Why “I’m Fine” Isn’t the Full Picture
A quick but important point for those saying, “I’m not hurting”: Let’s say tariffs raise costs by 10 percent. That’s not where the impact ends. Businesses don’t just absorb that cost. They add their usual markup, maybe 30, 40 percent or more, and every step in the supply chain does the same. So a 10 percent tariff at the port can turn into a 20 to 60 percent price increase by the time it hits the shelf.
For people living on fixed incomes, that hits even harder. And yes, there’s COLA, but it moves slowly, comes later, and is based on broad averages. It often misses the sharper price spikes in food, energy, and everyday essentials. So even those who get adjustments are still falling behind.
If you’re not feeling it yet, that’s good, enjoy the ride, but it’s not proof the policy is working. It’s just your distance from the blast radiu$.
Now add this, we’re not just talking about people on the margins sounding the alarm. The CEOs of JPMorgan, BlackRock, Pershing Square, and even Stanley Druckenmiller are publicly warning that these tariffs are reckless, inflationary, and risking a full-blown recession.
They’re not liberals or internet pundits, hey’re the backbone of U.S. capital markets. When people like Jamie Dimon, Larry Fink, and Bill Ackman break ranks and speak out, it’s because the policy is doing damage even they can’t hedge away from.
And if Mr. T continues to ignore it that doesn’t mean the policy is “tough” or “working.” It just means the blast radius hasn’t reached your side of the runway yet.
UPDATE: By the numbers.
What the April 2025 Tariffs Are Doing to U.S. Airlines
1.- On April 2, 2025–T Day–the White House slapped a 10% tariff on all imports. No exemptions, no ramp-up. For the airline industry, it hit like a crosswind on short final.
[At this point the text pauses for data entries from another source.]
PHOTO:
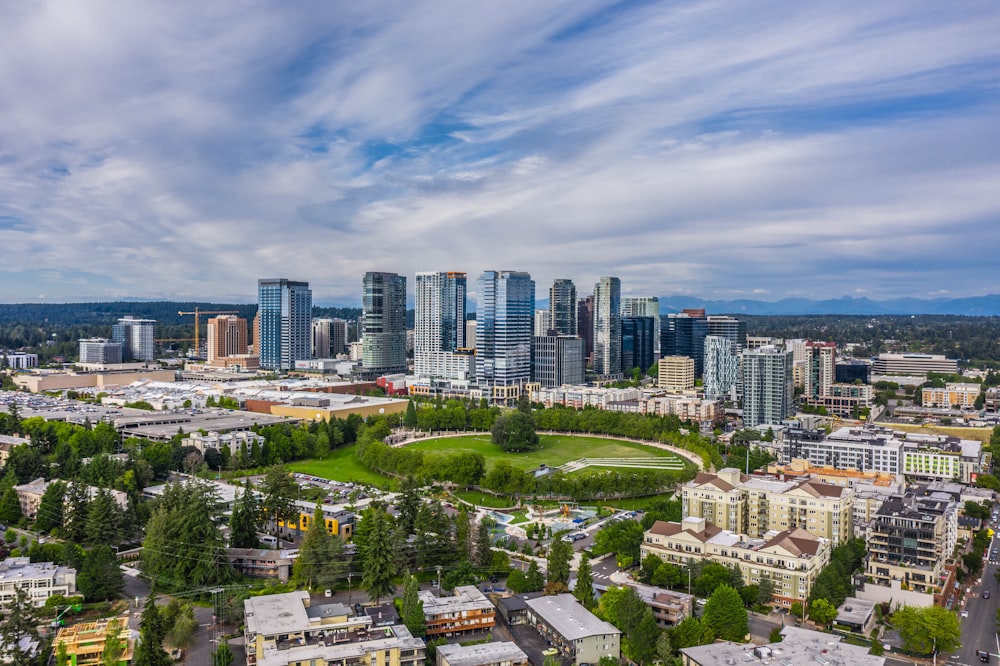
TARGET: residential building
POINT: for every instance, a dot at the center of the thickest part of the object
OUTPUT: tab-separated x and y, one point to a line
289	630
959	396
637	343
913	364
722	365
284	323
137	338
85	641
468	610
575	632
768	390
503	653
683	334
563	314
505	304
676	373
755	505
558	360
40	580
790	559
645	306
100	351
383	326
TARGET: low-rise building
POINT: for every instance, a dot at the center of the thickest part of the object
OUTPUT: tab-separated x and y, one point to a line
468	610
574	631
40	579
287	630
790	559
504	653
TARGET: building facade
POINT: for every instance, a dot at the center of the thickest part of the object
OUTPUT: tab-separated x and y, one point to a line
284	322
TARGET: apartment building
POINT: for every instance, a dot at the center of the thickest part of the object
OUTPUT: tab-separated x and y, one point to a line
467	611
575	632
757	505
287	630
790	559
40	579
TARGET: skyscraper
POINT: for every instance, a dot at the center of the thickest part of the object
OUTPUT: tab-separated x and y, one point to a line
284	316
607	327
439	324
505	303
563	307
383	326
136	337
768	389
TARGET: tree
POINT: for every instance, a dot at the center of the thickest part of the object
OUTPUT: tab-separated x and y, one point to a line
412	608
725	615
244	523
319	559
558	560
101	577
20	618
584	590
515	431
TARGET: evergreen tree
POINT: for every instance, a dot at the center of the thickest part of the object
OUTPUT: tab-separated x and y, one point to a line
244	523
50	507
412	608
584	590
559	555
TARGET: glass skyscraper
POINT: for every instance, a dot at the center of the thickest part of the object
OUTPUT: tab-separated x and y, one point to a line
505	306
284	314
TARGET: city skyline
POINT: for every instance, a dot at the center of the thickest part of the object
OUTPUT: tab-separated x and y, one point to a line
177	152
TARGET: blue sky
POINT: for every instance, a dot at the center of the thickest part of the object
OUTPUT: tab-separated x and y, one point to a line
181	150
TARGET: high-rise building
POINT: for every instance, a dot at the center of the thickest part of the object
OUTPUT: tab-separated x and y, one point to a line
383	326
645	306
136	337
722	363
284	323
563	318
505	304
585	325
768	389
638	340
558	360
607	327
684	335
439	325
100	351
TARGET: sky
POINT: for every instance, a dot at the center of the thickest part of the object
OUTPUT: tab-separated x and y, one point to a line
182	150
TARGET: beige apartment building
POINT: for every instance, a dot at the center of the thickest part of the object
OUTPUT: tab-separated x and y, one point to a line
757	505
790	559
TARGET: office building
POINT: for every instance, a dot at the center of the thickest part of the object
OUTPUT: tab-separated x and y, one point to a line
676	373
284	323
645	306
768	390
136	337
505	305
100	351
440	346
563	314
683	334
790	559
383	325
608	327
558	360
585	326
722	365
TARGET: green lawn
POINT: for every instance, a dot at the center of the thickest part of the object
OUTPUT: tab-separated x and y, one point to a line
554	451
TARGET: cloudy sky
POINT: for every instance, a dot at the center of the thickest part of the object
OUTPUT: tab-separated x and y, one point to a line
183	149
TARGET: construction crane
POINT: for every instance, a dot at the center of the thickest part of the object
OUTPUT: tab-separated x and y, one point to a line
197	318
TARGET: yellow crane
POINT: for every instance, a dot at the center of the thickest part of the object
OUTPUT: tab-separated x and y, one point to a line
197	318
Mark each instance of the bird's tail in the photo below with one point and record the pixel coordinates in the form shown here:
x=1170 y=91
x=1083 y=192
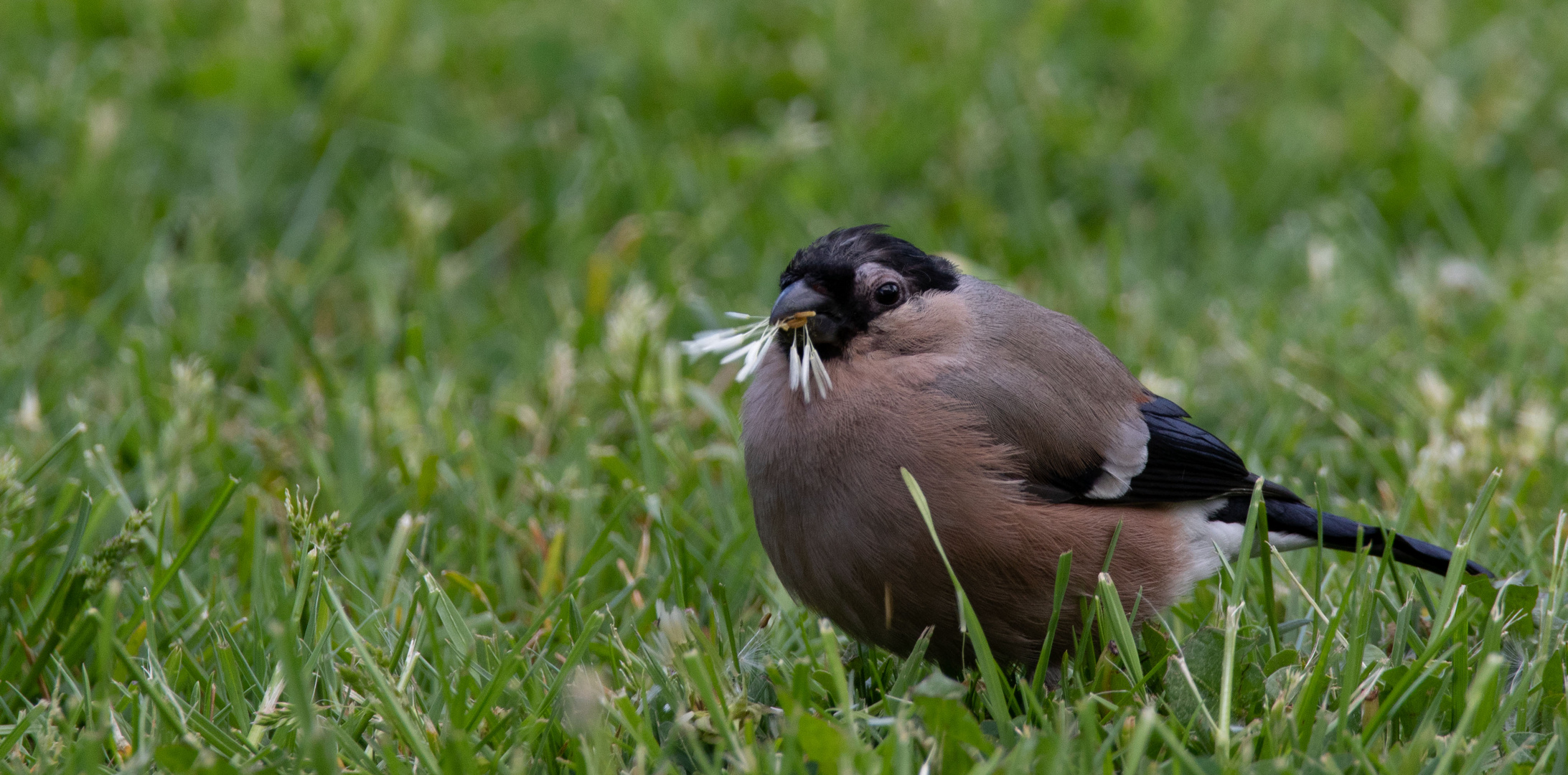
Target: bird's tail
x=1295 y=518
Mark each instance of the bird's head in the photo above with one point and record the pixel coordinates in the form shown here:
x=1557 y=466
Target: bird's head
x=837 y=284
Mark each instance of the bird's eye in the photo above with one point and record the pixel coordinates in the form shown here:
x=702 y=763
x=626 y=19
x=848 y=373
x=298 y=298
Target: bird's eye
x=888 y=293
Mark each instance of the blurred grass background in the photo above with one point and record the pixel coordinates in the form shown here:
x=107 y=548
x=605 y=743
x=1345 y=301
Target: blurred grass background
x=433 y=259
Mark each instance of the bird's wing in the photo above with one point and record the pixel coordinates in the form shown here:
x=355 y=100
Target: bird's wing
x=1084 y=427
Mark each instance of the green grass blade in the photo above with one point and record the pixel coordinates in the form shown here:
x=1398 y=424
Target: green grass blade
x=996 y=689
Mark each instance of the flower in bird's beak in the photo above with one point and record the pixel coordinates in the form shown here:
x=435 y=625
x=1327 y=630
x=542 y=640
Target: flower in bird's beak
x=748 y=344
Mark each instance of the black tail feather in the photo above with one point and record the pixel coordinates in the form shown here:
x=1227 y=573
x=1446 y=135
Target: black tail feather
x=1292 y=517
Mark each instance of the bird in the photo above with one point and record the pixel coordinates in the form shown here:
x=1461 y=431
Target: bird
x=1028 y=438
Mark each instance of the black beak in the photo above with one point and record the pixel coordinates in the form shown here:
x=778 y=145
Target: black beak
x=799 y=297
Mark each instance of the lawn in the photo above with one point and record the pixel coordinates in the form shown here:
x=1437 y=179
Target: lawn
x=345 y=424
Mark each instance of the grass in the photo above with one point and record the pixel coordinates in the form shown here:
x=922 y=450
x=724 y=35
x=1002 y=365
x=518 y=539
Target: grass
x=345 y=423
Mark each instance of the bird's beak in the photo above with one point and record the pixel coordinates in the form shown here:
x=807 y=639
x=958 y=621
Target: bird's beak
x=799 y=297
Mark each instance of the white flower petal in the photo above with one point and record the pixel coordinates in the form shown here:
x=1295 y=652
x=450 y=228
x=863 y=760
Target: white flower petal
x=794 y=366
x=755 y=355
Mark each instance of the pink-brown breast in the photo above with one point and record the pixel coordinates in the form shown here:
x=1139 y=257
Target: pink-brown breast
x=845 y=538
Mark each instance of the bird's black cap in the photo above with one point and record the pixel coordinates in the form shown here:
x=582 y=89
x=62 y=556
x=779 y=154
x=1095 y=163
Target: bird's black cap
x=840 y=253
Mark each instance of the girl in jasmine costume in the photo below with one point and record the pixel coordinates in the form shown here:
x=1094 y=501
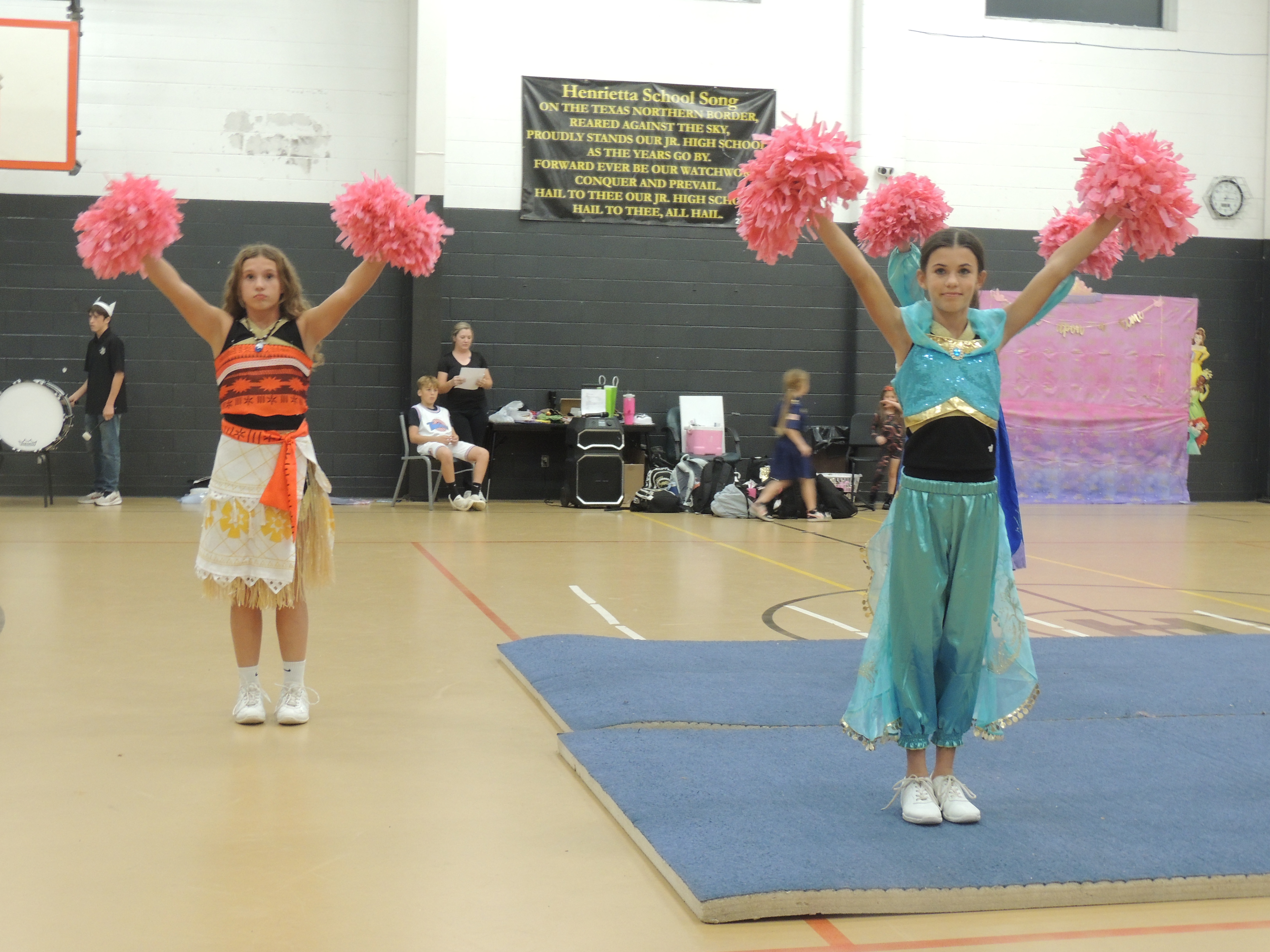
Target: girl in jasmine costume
x=938 y=667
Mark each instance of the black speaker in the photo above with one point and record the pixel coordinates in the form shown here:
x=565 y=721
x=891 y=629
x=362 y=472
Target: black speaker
x=596 y=433
x=594 y=479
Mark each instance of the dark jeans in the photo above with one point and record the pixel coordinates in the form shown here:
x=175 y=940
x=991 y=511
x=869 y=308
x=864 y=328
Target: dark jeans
x=106 y=451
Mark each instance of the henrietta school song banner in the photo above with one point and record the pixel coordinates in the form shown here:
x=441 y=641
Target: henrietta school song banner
x=646 y=153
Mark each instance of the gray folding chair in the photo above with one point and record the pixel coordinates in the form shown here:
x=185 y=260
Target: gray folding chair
x=410 y=455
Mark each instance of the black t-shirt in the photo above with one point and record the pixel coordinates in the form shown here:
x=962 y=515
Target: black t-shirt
x=103 y=361
x=953 y=448
x=462 y=399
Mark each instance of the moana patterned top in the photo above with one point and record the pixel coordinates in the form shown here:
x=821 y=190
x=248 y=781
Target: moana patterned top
x=265 y=376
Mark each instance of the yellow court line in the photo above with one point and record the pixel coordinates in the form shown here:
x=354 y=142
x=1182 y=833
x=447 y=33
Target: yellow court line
x=752 y=555
x=1152 y=584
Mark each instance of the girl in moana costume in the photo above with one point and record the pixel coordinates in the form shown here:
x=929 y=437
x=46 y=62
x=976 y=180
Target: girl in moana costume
x=268 y=529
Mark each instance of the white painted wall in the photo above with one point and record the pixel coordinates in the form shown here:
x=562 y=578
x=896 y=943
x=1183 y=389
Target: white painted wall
x=235 y=99
x=289 y=99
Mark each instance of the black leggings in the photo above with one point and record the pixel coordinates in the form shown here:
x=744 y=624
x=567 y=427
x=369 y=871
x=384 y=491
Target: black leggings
x=470 y=423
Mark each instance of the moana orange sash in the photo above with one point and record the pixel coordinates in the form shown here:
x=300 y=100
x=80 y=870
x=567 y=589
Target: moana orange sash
x=284 y=488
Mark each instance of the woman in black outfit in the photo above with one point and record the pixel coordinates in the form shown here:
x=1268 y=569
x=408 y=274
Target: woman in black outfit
x=467 y=408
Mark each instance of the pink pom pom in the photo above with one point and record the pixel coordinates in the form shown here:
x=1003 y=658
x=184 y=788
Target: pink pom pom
x=907 y=209
x=799 y=173
x=134 y=219
x=378 y=220
x=1066 y=226
x=1141 y=181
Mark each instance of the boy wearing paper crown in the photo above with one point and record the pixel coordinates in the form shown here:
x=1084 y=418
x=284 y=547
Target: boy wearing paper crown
x=107 y=399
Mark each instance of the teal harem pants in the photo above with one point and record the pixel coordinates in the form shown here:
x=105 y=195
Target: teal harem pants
x=948 y=650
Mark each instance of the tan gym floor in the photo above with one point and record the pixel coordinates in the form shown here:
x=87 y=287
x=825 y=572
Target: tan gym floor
x=425 y=807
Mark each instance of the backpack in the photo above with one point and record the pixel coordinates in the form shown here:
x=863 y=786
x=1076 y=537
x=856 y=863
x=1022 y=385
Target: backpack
x=715 y=477
x=648 y=501
x=685 y=478
x=731 y=504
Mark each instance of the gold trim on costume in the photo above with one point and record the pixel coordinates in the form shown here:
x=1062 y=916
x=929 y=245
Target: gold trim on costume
x=957 y=405
x=956 y=348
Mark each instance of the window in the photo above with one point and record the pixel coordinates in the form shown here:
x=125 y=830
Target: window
x=1128 y=13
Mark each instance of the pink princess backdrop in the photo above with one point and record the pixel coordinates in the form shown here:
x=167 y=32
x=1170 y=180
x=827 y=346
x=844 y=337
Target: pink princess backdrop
x=1098 y=397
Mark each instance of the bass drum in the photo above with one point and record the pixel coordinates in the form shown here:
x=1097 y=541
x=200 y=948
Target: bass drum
x=35 y=416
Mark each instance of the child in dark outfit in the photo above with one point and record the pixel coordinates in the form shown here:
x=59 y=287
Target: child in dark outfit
x=792 y=458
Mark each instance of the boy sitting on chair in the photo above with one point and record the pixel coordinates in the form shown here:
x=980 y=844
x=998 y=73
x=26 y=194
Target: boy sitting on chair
x=431 y=431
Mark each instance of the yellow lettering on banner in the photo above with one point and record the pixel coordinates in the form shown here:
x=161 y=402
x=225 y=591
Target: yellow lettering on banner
x=699 y=186
x=643 y=126
x=564 y=164
x=605 y=181
x=554 y=136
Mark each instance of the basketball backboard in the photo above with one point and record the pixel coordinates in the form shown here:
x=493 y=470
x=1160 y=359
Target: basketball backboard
x=39 y=94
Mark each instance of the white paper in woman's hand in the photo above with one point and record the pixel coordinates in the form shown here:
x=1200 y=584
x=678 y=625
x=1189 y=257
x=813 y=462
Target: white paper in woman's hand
x=470 y=377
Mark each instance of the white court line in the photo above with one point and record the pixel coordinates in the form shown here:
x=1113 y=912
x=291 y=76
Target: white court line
x=1060 y=628
x=1236 y=621
x=831 y=621
x=605 y=613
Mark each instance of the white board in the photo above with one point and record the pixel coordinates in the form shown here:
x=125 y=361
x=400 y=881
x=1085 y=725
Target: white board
x=39 y=93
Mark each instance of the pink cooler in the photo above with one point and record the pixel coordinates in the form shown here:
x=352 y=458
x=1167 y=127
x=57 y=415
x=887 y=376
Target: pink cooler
x=703 y=441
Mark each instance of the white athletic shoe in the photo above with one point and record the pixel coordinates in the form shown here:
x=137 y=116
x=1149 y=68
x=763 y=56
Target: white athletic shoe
x=293 y=705
x=952 y=795
x=251 y=705
x=917 y=801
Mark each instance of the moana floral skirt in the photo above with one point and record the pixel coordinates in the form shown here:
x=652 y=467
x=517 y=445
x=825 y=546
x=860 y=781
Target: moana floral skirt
x=247 y=551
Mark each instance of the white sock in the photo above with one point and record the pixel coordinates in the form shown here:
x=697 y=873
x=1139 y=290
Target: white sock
x=294 y=673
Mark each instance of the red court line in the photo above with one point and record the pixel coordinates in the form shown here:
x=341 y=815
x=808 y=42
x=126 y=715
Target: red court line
x=472 y=596
x=914 y=945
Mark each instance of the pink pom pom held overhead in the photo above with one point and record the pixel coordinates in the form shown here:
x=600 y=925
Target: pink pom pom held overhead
x=1140 y=180
x=907 y=209
x=1066 y=226
x=134 y=219
x=798 y=174
x=378 y=220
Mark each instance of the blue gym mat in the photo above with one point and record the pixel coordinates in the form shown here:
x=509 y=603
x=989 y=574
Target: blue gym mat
x=598 y=682
x=1131 y=781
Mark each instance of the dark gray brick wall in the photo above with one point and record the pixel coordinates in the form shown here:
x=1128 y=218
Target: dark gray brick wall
x=671 y=312
x=171 y=431
x=1229 y=276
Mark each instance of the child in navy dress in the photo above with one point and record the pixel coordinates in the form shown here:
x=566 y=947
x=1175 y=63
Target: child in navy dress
x=792 y=458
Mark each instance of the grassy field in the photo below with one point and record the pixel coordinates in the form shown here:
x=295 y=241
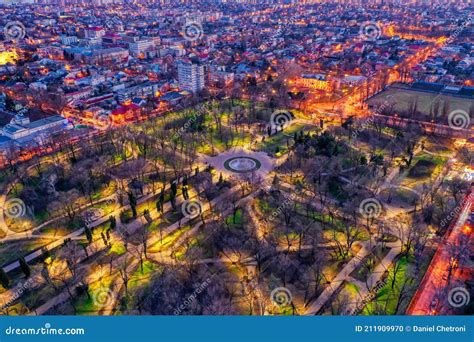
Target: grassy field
x=402 y=98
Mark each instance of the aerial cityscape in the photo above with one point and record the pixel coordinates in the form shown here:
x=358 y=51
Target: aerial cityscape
x=236 y=157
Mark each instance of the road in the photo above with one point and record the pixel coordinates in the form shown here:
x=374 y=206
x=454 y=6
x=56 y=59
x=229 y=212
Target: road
x=428 y=291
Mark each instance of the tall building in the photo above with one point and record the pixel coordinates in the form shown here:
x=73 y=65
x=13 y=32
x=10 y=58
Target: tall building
x=191 y=76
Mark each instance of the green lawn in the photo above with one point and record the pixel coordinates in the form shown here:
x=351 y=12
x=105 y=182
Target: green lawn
x=386 y=295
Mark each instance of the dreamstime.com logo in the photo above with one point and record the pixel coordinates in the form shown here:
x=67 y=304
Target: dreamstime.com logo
x=459 y=119
x=281 y=296
x=13 y=208
x=458 y=297
x=14 y=30
x=280 y=119
x=370 y=31
x=103 y=297
x=46 y=330
x=370 y=208
x=192 y=31
x=191 y=209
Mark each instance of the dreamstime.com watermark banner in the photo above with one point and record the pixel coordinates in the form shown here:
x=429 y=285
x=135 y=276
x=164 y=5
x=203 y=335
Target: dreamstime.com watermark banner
x=237 y=329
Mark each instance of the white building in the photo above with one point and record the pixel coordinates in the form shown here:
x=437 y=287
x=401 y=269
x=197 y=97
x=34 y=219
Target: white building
x=141 y=46
x=191 y=76
x=20 y=127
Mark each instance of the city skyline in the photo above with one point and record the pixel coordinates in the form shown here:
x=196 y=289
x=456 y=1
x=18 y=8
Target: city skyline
x=236 y=158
2.- Within hours, costs started climbing, stocks started wobbling, and folks began rethinking those big international summer plans.
3.- By T+6 (April 8), every major U.S. carrier has felt the heat:
- Delta, United, and American got hammered—earnings cut, international bookings down.
- Alaska and Southwest? Mostly domestic, but even they’re watching costs spike.
- JetBlue and Hawaiian? Caught between fuel, labor, and long-haul demand drop-offs.
- Spirit and Frontier? Low-cost flyers are already flinching at fare hikes.
4.- Then came the kicker: no more duty-free aircraft parts. That’s maintenance budgets blown, timelines thrown off, and parts supply chains jammed up.
5.- Boeing’s stock dropped hard. Howmet, a major supplier, sent up warning flares. Airlines are now redrawing summer routes, cutting fat, and bracing for impact.
6.- And passengers? They’re watching. “Cancel international trip” became a top Google search. Domestic travel searches are up—but uncertainty is higher.
7.- No policy relief in sight. Fuel’s up. Parts are up. Labor’s tight. And the industry? Running leaner than it has in years.
8.- We’re not just flying into headwinds—we’re already at low power, with rising temps and nowhere to climb.
9.- Status of the U.S. Airline Industry: BAD.
We might get an opportunity to reduce our debt, if, that is, our economy isn’t ruined by a reckless and half-baked trade “policy.”
Thanks, Raf. Appreciate all the research and updated info. Wasn’t sure how duty-free parts would be affected but seems at least by 10% then, maybe more.